A few months ago, this blog featured a discussion on Maryland v. King, a case that was then only pending before the United States Supreme Court. To refresh readers’ memories: A criminal defendant appealed a rape conviction that occurred only because Maryland police were able to take a cheek swab of his DNA as part of his arrest for an assault. They matched this sample with DNA evidence gathered in a rape from six years before.
The Maryland Court of Appeals overturned the defendant’s conviction on the grounds that these routine cheek swabs violated the Fourth Amendment right against illegal search and seizure. The State appealed the ruling. On June 3, the Supreme Court reinstated the conviction and affirmed the State’s right to gather DNA on a routine basis.

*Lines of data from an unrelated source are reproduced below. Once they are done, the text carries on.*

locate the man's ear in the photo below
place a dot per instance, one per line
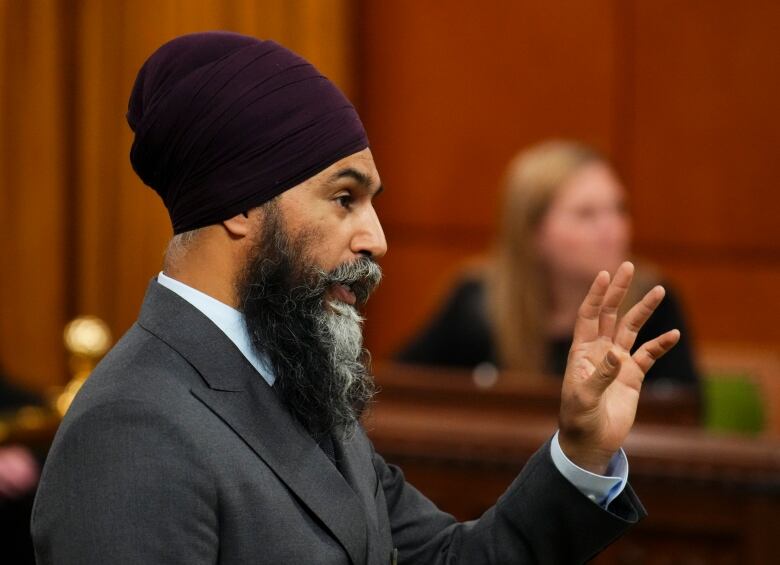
(240, 225)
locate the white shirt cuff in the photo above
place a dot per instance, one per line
(599, 488)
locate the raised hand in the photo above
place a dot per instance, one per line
(603, 380)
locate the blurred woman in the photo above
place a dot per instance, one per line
(564, 219)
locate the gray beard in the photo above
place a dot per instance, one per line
(315, 349)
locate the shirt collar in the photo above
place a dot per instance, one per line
(227, 319)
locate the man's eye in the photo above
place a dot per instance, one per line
(345, 200)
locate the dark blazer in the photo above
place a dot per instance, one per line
(177, 451)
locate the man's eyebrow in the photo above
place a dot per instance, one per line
(360, 177)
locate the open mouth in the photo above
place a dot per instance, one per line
(342, 293)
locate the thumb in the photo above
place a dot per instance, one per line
(605, 373)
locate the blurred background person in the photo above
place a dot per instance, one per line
(19, 472)
(564, 219)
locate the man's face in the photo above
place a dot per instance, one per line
(335, 211)
(311, 264)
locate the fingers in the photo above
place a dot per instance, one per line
(632, 322)
(605, 373)
(586, 328)
(614, 297)
(654, 349)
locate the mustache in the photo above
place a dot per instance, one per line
(362, 276)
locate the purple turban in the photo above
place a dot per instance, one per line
(224, 122)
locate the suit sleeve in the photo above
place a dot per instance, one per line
(541, 518)
(122, 486)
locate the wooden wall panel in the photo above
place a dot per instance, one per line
(681, 95)
(81, 234)
(34, 201)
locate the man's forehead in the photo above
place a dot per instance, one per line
(358, 167)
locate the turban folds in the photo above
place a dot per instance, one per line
(224, 122)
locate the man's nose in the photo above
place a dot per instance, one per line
(370, 238)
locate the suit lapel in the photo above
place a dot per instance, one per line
(242, 399)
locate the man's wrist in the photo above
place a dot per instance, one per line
(594, 460)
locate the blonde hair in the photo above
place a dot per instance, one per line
(518, 301)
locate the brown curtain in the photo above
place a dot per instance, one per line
(80, 233)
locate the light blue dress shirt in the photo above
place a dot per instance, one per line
(600, 489)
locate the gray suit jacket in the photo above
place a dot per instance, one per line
(177, 451)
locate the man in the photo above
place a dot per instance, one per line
(223, 427)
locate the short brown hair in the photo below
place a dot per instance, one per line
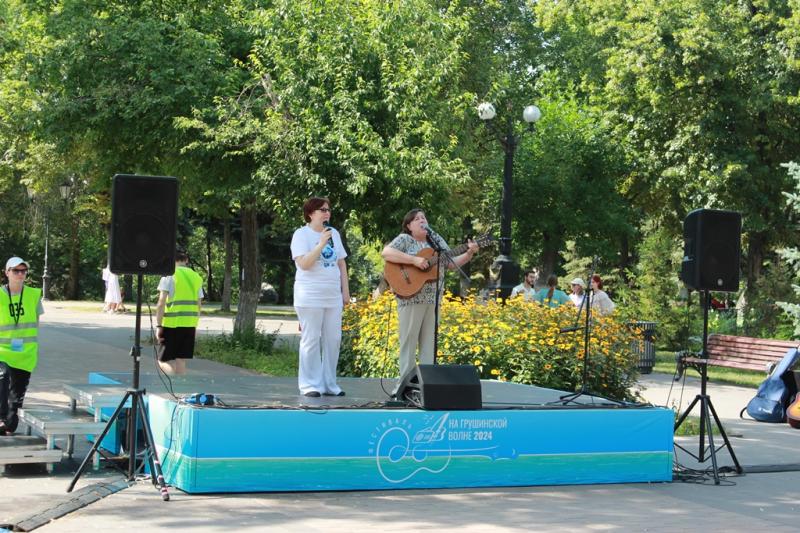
(408, 218)
(312, 204)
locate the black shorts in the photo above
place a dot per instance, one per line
(178, 344)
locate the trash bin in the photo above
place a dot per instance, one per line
(644, 347)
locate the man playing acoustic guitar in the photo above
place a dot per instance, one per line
(415, 312)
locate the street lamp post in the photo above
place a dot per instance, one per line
(505, 272)
(46, 271)
(64, 190)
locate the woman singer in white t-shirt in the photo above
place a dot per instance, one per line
(320, 292)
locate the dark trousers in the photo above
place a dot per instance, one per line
(13, 385)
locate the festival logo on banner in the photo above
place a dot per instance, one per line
(402, 452)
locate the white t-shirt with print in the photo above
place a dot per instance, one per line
(321, 285)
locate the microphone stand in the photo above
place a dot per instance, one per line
(584, 390)
(439, 249)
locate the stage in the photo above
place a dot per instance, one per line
(261, 435)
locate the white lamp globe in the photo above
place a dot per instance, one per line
(531, 114)
(486, 111)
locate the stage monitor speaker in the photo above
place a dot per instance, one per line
(712, 248)
(144, 211)
(442, 387)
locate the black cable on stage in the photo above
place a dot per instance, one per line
(387, 324)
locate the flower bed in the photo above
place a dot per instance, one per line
(518, 342)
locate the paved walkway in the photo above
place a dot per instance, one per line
(77, 341)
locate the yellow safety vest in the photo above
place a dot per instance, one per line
(182, 309)
(26, 331)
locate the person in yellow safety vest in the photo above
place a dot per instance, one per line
(20, 308)
(177, 314)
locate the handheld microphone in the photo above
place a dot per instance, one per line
(327, 225)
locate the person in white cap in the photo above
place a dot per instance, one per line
(20, 308)
(577, 294)
(526, 288)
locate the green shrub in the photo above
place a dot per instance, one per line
(518, 342)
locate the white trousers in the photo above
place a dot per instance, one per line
(416, 323)
(320, 338)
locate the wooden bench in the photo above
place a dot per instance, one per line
(744, 353)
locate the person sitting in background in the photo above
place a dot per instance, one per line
(577, 295)
(526, 287)
(601, 303)
(551, 296)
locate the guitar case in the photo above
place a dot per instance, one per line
(772, 397)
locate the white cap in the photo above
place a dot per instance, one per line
(15, 262)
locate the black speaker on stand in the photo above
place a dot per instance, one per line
(144, 218)
(712, 247)
(143, 227)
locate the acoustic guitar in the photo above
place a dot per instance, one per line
(793, 412)
(407, 280)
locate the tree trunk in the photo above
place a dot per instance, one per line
(755, 257)
(212, 295)
(226, 279)
(250, 287)
(73, 286)
(549, 258)
(283, 276)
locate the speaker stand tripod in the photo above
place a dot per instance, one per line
(137, 411)
(706, 409)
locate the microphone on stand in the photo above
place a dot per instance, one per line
(327, 225)
(429, 231)
(433, 238)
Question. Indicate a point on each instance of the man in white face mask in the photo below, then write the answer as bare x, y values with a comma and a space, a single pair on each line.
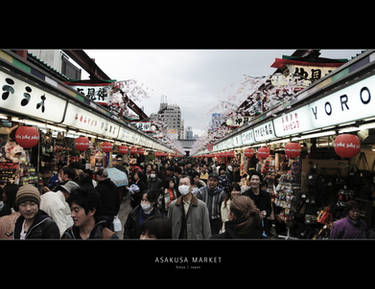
188, 215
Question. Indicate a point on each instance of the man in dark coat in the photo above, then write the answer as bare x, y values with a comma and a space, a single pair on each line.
83, 204
146, 209
213, 196
261, 199
109, 198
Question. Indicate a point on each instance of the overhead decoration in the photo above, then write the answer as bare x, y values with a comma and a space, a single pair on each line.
263, 152
27, 136
249, 152
107, 147
292, 150
82, 143
347, 145
123, 149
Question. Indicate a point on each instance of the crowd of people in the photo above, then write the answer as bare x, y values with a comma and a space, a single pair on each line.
170, 199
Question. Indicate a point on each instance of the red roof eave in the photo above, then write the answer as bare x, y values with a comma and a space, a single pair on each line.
281, 62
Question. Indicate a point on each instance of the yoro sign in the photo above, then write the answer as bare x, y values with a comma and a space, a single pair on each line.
351, 103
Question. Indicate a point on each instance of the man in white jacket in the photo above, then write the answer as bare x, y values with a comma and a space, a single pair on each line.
55, 205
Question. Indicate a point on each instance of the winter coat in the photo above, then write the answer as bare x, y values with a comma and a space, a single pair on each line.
133, 226
231, 232
154, 184
100, 231
7, 224
345, 228
109, 198
197, 219
54, 204
262, 201
213, 200
43, 227
137, 197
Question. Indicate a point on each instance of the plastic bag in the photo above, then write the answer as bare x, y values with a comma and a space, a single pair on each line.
117, 224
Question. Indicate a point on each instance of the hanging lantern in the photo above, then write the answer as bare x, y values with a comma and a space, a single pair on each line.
123, 149
140, 151
27, 136
107, 147
292, 150
263, 152
133, 150
347, 145
249, 152
82, 143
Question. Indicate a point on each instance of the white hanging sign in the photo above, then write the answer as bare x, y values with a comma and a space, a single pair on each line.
21, 97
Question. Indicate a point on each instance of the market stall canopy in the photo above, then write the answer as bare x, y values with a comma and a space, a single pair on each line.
118, 177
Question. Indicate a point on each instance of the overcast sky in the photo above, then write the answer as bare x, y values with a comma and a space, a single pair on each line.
196, 80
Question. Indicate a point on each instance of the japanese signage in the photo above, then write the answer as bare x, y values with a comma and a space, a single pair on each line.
310, 73
248, 137
351, 103
293, 122
145, 126
21, 97
264, 132
98, 93
217, 120
80, 118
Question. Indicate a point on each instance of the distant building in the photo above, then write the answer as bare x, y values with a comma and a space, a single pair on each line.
189, 133
170, 114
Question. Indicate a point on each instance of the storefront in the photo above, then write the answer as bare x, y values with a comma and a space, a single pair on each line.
305, 165
45, 122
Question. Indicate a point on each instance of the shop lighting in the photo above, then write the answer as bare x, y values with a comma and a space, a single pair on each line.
315, 135
367, 126
280, 141
349, 129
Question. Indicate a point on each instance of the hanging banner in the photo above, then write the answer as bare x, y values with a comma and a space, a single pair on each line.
97, 92
351, 103
77, 117
264, 132
296, 121
21, 97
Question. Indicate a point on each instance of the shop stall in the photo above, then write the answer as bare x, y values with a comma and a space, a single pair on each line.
316, 151
45, 123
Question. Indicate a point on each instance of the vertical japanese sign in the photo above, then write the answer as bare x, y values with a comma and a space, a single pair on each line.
97, 92
21, 97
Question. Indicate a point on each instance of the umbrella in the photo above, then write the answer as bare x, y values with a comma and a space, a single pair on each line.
118, 177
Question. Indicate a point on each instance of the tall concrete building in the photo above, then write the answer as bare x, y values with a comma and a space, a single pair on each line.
170, 114
189, 133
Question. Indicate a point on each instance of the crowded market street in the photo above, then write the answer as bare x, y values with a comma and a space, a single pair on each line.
288, 154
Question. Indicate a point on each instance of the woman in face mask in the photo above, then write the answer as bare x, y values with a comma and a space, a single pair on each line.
146, 209
189, 215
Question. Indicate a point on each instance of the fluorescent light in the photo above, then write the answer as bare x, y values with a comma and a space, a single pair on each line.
349, 129
315, 135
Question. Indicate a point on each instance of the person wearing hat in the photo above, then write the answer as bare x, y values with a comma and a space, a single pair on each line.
33, 223
56, 206
213, 195
109, 194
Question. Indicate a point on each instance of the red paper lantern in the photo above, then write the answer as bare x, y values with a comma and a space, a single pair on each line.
107, 147
123, 149
292, 150
140, 151
230, 154
347, 145
249, 152
82, 143
133, 150
263, 152
27, 136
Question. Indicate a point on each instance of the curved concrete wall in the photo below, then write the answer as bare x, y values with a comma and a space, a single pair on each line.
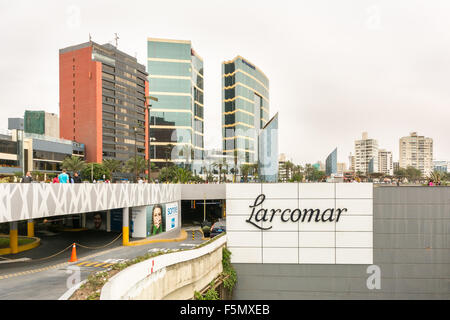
170, 276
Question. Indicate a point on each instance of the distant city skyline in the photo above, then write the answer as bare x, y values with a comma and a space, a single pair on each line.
335, 70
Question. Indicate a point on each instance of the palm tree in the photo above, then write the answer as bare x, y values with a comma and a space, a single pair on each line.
435, 176
254, 168
245, 170
73, 164
235, 165
183, 175
220, 165
186, 151
113, 166
136, 164
167, 152
289, 167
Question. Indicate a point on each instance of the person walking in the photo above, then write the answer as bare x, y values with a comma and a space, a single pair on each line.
63, 177
27, 178
76, 178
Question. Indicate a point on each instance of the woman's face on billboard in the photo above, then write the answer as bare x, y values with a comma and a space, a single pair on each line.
157, 217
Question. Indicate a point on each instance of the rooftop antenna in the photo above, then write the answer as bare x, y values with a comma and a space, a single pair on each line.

The Supreme Court’s majority opinion, written by Justice Kennedy, compared DNA sampling of the arrested to fingerprinting, which is legal. Justice Kennedy wrote that states could collect DNA from people arrested for “serious offenses.” The majority opinion also reasoned that Maryland’s law supported the “well established” governmental interest of identifying people in custody as opposed to solving crimes.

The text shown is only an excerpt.